Wednesday, November 24, 2010

Texas Fried Turkey with Cinnamon Chile Rub

The Background

I take no credit for this recipe, this incredibly delicious, insanely flavorful, and down right amazing recipe. I have however used it very successfully for several years now and take great pride in cooking up a great bird whenever the opportunity arises. I got the recipe from Texas Monthly a couple of years ago, who got it from Grady Spears, a chef at Reata, and published in the Wild Turkey edition of Texas Monthly in 1998. So with proper credit given, let's cook!

The Ingredients


1 turkey cooker with a propane burner
(also called a catfish cooker or crawfish boiler)
1 36- to 40-quart stockpot and basket
1 large turkey injector with needle
1 deep-fryer thermometer or candy thermometer
elbow-length oven mitts

 Cinnamon-Chile Rub

1/2 cup cinnamon
1/2 cup pasilla or other red chile powder
1/2 cup brown sugar
1/2 cup kosher salt

Combine all ingredients and mix well.


4 to 6 gallons peanut oil (depending on size of stockpot and turkey)
3 1/2 cups chicken stock (two 14.5-ounce cans)
1/2 cup Tabasco sauce
1 turkey, 12 to 15 pounds (insides removed)
2 cups cinnamon-chile rub (recipe above)

Making It Work

Place the peanut oil in the stockpot on the turkey cooker and preheat to 350 degrees. Meanwhile, in a bowl combine the chicken stock and Tabasco. Place the turkey in a shallow pan or bowl. Fill the syringe with stock mixture, inject all parts of the turkey (legs, breast, thighs), and then thoroughly coat the outside of the turkey with the cinnamon-chile rub. When the oil reaches 350 degrees, place the turkey in the basket and, wearing oven mitts, carefully lower it into the stockpot. Cook for 3 1/2 minutes per pound (for example, a 12-pound turkey will be done in 42 minutes). Remove the turkey from the oil and drain well. Place it on your favorite platter and carve away.

Helpful Hints
1. To determine how much oil you need, put the uncooked turkey in the stockpot and cover with water. Measure the water and use the same amount of oil. (The cooks at Reata use a 40-quart stockpot and 6 gallons of oil.)

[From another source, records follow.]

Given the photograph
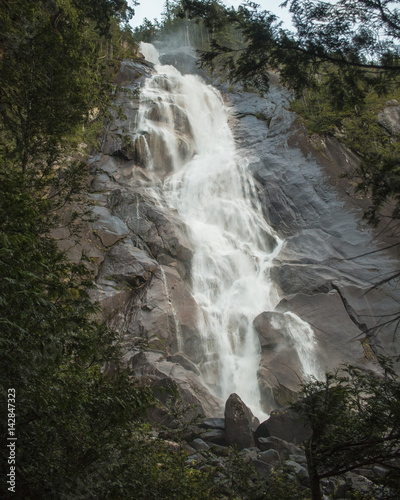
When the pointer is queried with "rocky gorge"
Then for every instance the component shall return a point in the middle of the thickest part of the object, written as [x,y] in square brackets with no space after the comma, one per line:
[315,250]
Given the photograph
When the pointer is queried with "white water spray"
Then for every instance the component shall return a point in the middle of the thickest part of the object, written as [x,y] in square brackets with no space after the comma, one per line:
[184,125]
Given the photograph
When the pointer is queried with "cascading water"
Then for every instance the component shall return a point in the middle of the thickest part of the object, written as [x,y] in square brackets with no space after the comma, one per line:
[184,137]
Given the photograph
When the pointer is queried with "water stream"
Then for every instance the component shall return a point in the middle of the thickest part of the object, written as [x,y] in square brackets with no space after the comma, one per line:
[186,141]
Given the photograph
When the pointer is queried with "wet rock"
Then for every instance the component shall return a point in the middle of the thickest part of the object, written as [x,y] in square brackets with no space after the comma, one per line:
[334,323]
[152,367]
[262,468]
[183,361]
[269,457]
[200,445]
[300,472]
[215,436]
[249,454]
[183,59]
[132,71]
[107,227]
[213,423]
[286,424]
[280,371]
[240,423]
[284,448]
[127,264]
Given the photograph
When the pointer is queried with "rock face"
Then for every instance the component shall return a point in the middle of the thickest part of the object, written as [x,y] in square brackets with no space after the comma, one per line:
[240,423]
[325,268]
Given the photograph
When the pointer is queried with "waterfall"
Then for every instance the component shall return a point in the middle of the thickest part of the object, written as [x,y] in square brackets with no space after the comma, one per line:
[184,124]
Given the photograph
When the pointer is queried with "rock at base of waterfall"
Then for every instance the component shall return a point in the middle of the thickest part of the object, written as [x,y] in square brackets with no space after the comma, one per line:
[287,425]
[240,423]
[285,449]
[279,373]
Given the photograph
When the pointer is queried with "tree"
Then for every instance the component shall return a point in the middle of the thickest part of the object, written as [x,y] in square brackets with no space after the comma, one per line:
[354,418]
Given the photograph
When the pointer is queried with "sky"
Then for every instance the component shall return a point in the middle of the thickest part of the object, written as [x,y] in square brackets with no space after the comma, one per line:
[153,8]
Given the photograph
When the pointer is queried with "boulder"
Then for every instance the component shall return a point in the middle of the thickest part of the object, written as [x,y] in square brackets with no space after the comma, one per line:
[240,423]
[214,436]
[286,424]
[269,457]
[107,227]
[284,448]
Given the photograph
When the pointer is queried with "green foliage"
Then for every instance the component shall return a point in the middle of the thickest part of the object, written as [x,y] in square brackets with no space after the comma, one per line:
[354,418]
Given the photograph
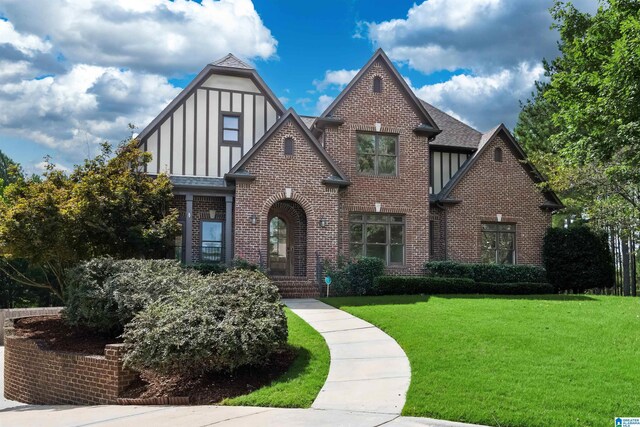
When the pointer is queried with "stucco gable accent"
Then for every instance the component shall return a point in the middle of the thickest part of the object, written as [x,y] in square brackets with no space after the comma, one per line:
[552,203]
[337,177]
[199,80]
[380,55]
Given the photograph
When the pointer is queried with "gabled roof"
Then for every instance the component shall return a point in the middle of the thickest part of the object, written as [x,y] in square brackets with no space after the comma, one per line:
[229,65]
[379,54]
[455,133]
[553,202]
[338,177]
[231,61]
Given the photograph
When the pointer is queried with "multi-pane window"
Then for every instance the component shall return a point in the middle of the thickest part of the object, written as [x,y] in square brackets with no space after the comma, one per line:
[498,243]
[378,235]
[377,154]
[230,128]
[211,242]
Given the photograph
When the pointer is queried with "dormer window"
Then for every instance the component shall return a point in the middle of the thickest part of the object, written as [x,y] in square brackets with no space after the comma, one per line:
[377,84]
[288,146]
[231,128]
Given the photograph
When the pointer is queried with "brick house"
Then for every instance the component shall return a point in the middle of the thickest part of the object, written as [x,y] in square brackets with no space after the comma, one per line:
[379,173]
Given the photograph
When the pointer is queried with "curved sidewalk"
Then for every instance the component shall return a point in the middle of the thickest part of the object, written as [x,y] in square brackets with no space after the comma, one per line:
[369,371]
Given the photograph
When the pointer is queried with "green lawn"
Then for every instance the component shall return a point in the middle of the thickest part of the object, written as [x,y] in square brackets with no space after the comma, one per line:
[514,361]
[300,385]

2. Large containers of peanut oil are available at Sam’s Club, Randalls, Wal-Mart, and Albertson’s.

3. Turkey cookers with pots and propane burners can be bought at large supermarkets, sporting goods stores, restaurant suppliers, building-supply stores, and hardware stores, but availability is unpredictable. A spot-check found them at some Academy Sports and Outdoors stores, Albertson’s food stores, and Builders Square, among others. Injectors are available at cookware stores, department stores, and some of the outlets mentioned above. If you don’t have a cooker and stockpot and don’t want to buy them, they can be rented at party supply stores.

4. The injector is easier to fill if you remove the needle.

5. The oil may be strained to remove food particles and reused. It may also be disposed of with regular garbage.